Sosyalizmin güçlü varlığı ve Marksist-Leninist teori, ulusal ve toplumsal kurtuluş mücadelesi yürüten devrimci Afrika halkları için büyük bir destek sunmaktaydı.
Gine ve Cape Verde'nin Bağımsızlığı için Afrika Partisi'nin (PAIGC) devrimci lideri Amílcar Cabral 1970'te şöyle yazmıştır: 'Marksist olsun ya da olmasın, Leninist olsun ya da olmasın, emperyalist tahakkümden topyekûn kurtuluşları için mücadele eden halkların çoğu zaman dikenli ve hatta kasvetli yolunu verimli bir netlikle aydınlatan, muazzam bir tarihsel kapsamı olduğunu kanıtlayan Lenin'in analiz ve sonuçlarının geçerliliğini, hatta dehasını kabul etmemek hiç kimsenin harcı değildir.'"
Cabral'ı çocukluğundan beri tanıyan Gine Bissau temsilcisi, TKEP/Leninist temsilcisine ayrıca teşekkür etti; onu Gine Bissau'ya özellikle davet etti.

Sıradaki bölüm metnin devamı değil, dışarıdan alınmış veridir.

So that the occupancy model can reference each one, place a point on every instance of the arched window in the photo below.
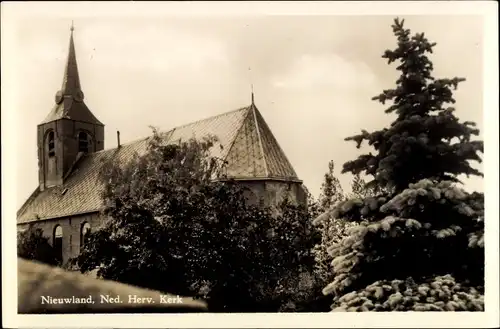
(51, 144)
(57, 242)
(84, 234)
(83, 142)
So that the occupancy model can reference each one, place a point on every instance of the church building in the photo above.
(67, 202)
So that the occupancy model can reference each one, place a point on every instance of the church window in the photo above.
(84, 234)
(51, 144)
(83, 142)
(57, 242)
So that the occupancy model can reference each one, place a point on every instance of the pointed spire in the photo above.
(71, 80)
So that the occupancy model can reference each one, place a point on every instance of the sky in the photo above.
(313, 77)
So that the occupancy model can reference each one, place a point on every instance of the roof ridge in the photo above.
(211, 117)
(237, 132)
(270, 135)
(257, 127)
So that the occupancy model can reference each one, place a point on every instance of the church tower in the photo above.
(69, 131)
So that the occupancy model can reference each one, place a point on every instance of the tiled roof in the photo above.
(248, 146)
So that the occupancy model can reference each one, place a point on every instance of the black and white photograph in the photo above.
(298, 160)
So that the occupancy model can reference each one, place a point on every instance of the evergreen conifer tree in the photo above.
(419, 244)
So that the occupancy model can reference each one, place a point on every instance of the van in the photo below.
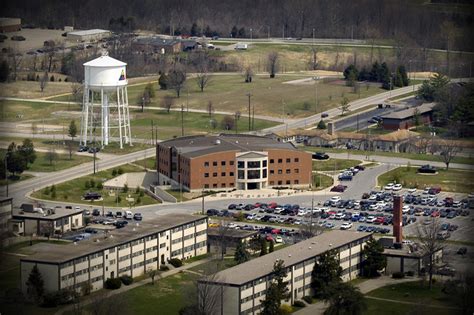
(128, 215)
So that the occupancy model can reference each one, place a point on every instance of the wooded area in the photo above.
(435, 25)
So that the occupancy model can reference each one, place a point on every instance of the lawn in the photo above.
(321, 181)
(452, 180)
(334, 164)
(411, 156)
(416, 292)
(72, 191)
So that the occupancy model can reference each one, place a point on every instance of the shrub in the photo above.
(176, 262)
(285, 309)
(398, 275)
(113, 284)
(127, 280)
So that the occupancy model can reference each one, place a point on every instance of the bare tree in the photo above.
(167, 103)
(177, 78)
(272, 63)
(210, 108)
(430, 243)
(449, 150)
(43, 81)
(247, 72)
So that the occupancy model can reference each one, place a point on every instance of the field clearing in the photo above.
(451, 180)
(72, 191)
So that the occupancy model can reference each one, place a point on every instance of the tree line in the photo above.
(414, 22)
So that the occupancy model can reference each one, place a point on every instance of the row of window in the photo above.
(214, 163)
(223, 174)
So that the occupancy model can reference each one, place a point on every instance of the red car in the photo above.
(339, 188)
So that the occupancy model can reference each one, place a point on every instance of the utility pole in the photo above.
(182, 120)
(250, 118)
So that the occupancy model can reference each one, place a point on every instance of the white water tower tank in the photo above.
(105, 73)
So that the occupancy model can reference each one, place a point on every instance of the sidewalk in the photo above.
(364, 287)
(108, 293)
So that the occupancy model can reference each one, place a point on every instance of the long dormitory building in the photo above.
(242, 288)
(129, 251)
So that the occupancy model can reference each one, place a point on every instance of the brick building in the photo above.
(226, 161)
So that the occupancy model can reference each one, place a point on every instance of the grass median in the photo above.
(73, 190)
(452, 180)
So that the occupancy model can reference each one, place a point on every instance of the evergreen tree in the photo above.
(35, 285)
(277, 290)
(263, 246)
(241, 254)
(374, 260)
(326, 271)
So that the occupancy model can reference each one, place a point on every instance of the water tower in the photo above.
(105, 113)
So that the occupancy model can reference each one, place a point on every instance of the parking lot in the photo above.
(372, 213)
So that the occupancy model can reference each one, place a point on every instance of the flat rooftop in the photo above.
(291, 255)
(57, 254)
(194, 146)
(58, 214)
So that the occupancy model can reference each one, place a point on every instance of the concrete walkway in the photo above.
(108, 293)
(364, 287)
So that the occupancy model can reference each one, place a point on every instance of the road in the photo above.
(335, 112)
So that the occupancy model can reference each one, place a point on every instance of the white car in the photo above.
(397, 187)
(370, 219)
(346, 225)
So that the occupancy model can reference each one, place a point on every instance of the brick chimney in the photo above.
(397, 218)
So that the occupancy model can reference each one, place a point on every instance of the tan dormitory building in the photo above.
(232, 161)
(129, 251)
(241, 289)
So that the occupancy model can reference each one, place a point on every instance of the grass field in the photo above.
(334, 164)
(451, 180)
(72, 191)
(321, 181)
(415, 292)
(411, 156)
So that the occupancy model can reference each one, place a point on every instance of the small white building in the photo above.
(88, 35)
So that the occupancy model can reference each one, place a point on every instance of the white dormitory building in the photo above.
(129, 251)
(240, 289)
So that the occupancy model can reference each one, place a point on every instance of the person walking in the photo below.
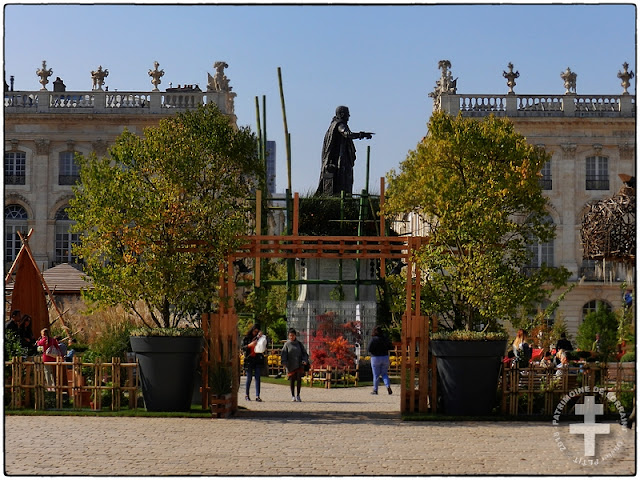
(379, 347)
(46, 341)
(253, 360)
(294, 357)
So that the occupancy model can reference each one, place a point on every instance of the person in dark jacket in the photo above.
(294, 357)
(379, 347)
(253, 361)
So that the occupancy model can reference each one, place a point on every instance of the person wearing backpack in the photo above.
(379, 347)
(294, 357)
(254, 344)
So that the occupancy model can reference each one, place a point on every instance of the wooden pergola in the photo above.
(418, 374)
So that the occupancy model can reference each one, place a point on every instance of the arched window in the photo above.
(15, 220)
(592, 306)
(64, 238)
(539, 308)
(15, 168)
(546, 182)
(69, 171)
(597, 173)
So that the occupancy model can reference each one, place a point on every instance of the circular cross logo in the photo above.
(588, 440)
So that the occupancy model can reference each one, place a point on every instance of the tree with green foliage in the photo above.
(603, 322)
(475, 184)
(186, 182)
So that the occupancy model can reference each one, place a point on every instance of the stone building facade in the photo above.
(44, 129)
(591, 139)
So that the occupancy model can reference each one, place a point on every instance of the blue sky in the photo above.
(380, 61)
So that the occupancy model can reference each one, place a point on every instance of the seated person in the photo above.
(564, 362)
(547, 360)
(563, 343)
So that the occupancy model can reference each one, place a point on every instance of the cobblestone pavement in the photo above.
(337, 432)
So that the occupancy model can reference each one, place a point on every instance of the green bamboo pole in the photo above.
(286, 130)
(287, 139)
(264, 135)
(258, 128)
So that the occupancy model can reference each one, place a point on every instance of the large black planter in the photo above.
(468, 373)
(167, 366)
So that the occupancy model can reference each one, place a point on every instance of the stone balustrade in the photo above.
(511, 105)
(112, 102)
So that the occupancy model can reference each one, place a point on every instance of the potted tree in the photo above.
(155, 220)
(474, 185)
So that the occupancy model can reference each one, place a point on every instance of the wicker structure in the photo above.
(608, 229)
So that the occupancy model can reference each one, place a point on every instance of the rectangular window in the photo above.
(15, 168)
(64, 242)
(545, 180)
(69, 172)
(597, 173)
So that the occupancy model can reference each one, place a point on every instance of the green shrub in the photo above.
(164, 332)
(466, 335)
(629, 357)
(603, 322)
(12, 345)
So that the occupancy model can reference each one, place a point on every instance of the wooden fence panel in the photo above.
(28, 380)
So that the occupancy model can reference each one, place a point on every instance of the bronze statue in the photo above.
(339, 155)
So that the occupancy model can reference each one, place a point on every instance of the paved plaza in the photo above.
(337, 432)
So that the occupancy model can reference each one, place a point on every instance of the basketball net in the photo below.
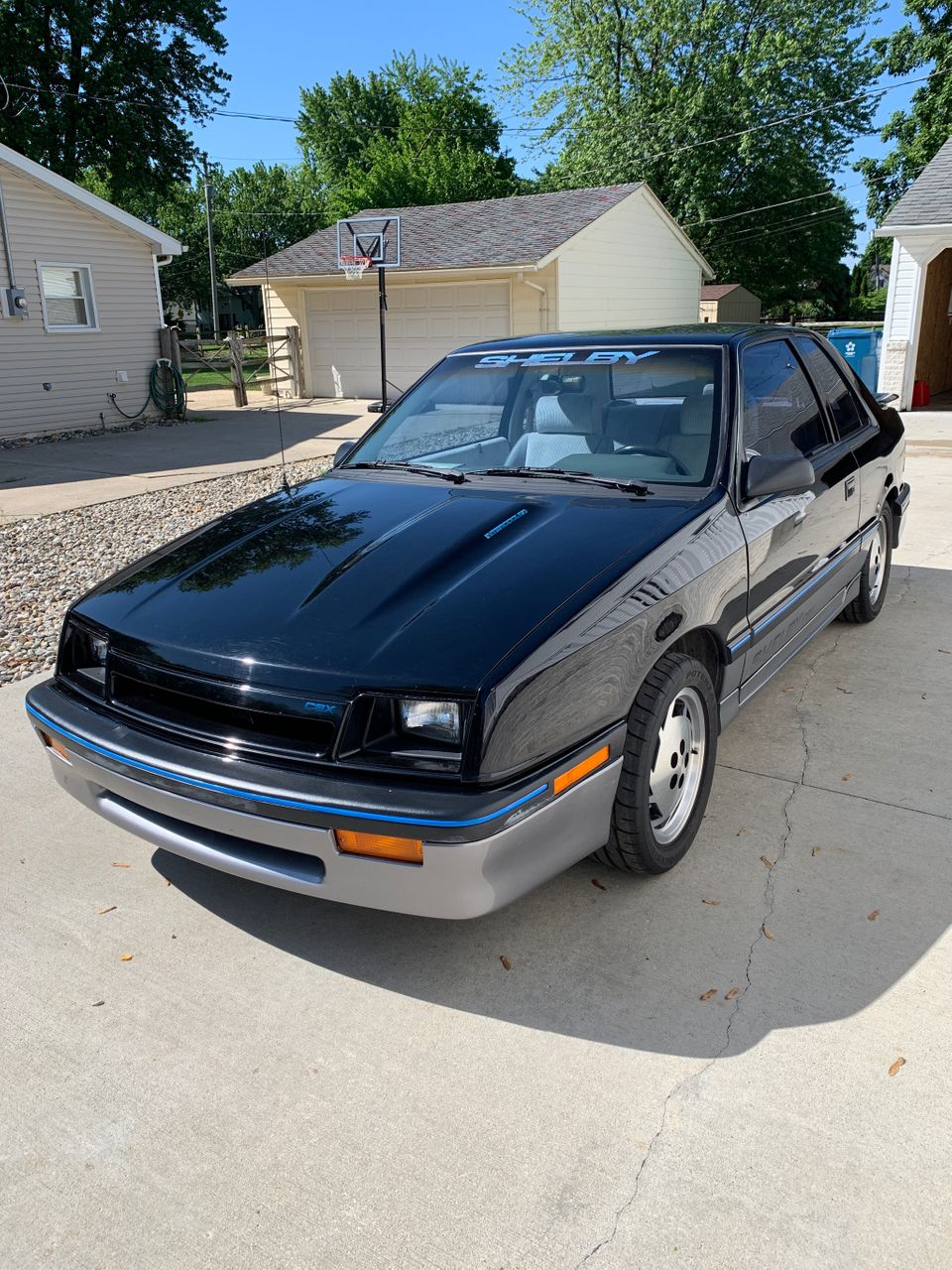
(353, 266)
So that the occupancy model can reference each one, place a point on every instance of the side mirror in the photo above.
(777, 474)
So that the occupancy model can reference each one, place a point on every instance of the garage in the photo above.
(422, 324)
(608, 258)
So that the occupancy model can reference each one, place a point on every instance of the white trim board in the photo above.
(160, 243)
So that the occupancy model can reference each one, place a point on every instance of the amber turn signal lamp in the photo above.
(380, 846)
(588, 765)
(51, 743)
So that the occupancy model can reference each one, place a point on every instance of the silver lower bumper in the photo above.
(454, 880)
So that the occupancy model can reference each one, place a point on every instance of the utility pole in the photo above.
(211, 246)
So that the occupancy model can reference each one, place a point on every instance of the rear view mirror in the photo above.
(777, 474)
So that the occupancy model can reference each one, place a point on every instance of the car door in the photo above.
(853, 423)
(798, 544)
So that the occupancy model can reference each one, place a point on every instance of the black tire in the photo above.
(869, 603)
(634, 843)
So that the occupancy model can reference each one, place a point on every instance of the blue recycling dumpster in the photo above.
(861, 348)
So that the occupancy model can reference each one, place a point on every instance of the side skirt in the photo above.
(731, 703)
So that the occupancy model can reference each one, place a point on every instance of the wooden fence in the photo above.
(268, 363)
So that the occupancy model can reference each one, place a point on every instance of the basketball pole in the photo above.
(382, 300)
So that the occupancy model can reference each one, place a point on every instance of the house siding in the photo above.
(80, 366)
(627, 268)
(911, 257)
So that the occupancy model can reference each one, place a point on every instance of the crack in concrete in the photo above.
(770, 898)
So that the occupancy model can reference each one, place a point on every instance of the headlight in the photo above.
(403, 731)
(84, 656)
(435, 719)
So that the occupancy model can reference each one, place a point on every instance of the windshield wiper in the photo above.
(630, 486)
(457, 477)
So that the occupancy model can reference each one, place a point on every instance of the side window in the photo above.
(780, 413)
(847, 413)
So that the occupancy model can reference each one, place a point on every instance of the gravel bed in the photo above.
(49, 562)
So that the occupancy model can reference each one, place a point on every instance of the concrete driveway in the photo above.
(36, 480)
(277, 1082)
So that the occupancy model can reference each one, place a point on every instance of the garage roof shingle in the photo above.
(928, 200)
(495, 231)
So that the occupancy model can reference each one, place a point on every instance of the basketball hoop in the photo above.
(353, 266)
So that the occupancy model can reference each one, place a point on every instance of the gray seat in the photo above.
(690, 444)
(563, 425)
(640, 423)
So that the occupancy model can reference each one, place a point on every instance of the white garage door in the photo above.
(424, 322)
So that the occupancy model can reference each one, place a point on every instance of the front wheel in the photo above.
(666, 769)
(875, 576)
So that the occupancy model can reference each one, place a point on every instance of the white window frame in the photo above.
(89, 299)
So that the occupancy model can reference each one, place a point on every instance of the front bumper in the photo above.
(472, 862)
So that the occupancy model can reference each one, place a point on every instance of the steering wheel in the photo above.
(655, 452)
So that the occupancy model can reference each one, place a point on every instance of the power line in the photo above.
(506, 126)
(800, 223)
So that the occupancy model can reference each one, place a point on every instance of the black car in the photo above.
(502, 633)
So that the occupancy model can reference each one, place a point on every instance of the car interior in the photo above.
(621, 423)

Aralarda, Kenya'daki ayaklanmanın liderliğini yapan Kenya Komünist Partisi temsilcisiyle, Nijer ve Burkina Faso temsilcileriyle sohbet imkanımız oldu. Türkiye'de spekülasyonu çokça yapıldığı için Nijer ve Burkina Faso temsilcileriyle, ülkelerindeki durum üzerine konuştuk. “Fransa ve ABD'nin özellikle Nijer'den kovulması Rusya ve Çin'in işi miydi?” diye sorduk. Malum, “yükselen güç” lapasıyla her şeyi açıklamaya çalışan sosyal reformist ve sosyal şovenler, emperyalistlerin bu iki ülkeden -Mali de dahil- kovulmalarını “emperyalistler arası" paylaşım (bazen bunu doğrudan ve açıkça ifade etmekten çekinseler de, dolaylı olarak söylemek istedikleri tastamam budur) biçiminde açıklıyorlar.
Her iki temsilci de, ama özellikle de Nijer temsilcisi, “ne alakası var” diye yanıtladı. “Fransız ve Amerikan emperyalistlerini bizzat halk, askeri üslerin üzerine yürüyerek kaçmalarını sağladı” diye açıkladılar. Rusya ve Çin'i kendileri çağırmıştı ve kendi ifadeleriyle her iki ülkeyle ilişkileri “kazan-kazan” ilişkisiydi. “Fransa ise onları iliklerine kadar sömürüyordu. Halk, eylemleriyle bu duruma son verdi. Askerler, halkın istek ve eğilimlerine uygun davranmışlardı; hepsi bu” diyorlardı. Bunları dinledikten sonra, gösterilerde halkın elinde Rusya, Çin Halk Cumhuriyeti ve Kore Demokratik Halk Cumhuriyeti bayraklarının neden taşındığını daha iyi anlayabiliyoruz. Afrika'nın yoksul, ezilen, sömürülen halkları kendilerini her şeyin ve herkesin üstünde gören sosyal şovenlerden ve sosyal reformistlerden çok daha bilinçliler.
“Afrika Komünizme Hazır”
Konferansın son gününün akşamında, oldukça başarılı bir Konferansı bitirmiş olmanın verdiği coşkuyla, Afrika'nın çeşitli Komünist Partilerinin temsilcileri Konferansın tüm bileşenleriyle birlikte işte bu sloganı, en çok kullandıkları dilde, İngilizce, atıyorlardı. “We Are Ready For Komünizm”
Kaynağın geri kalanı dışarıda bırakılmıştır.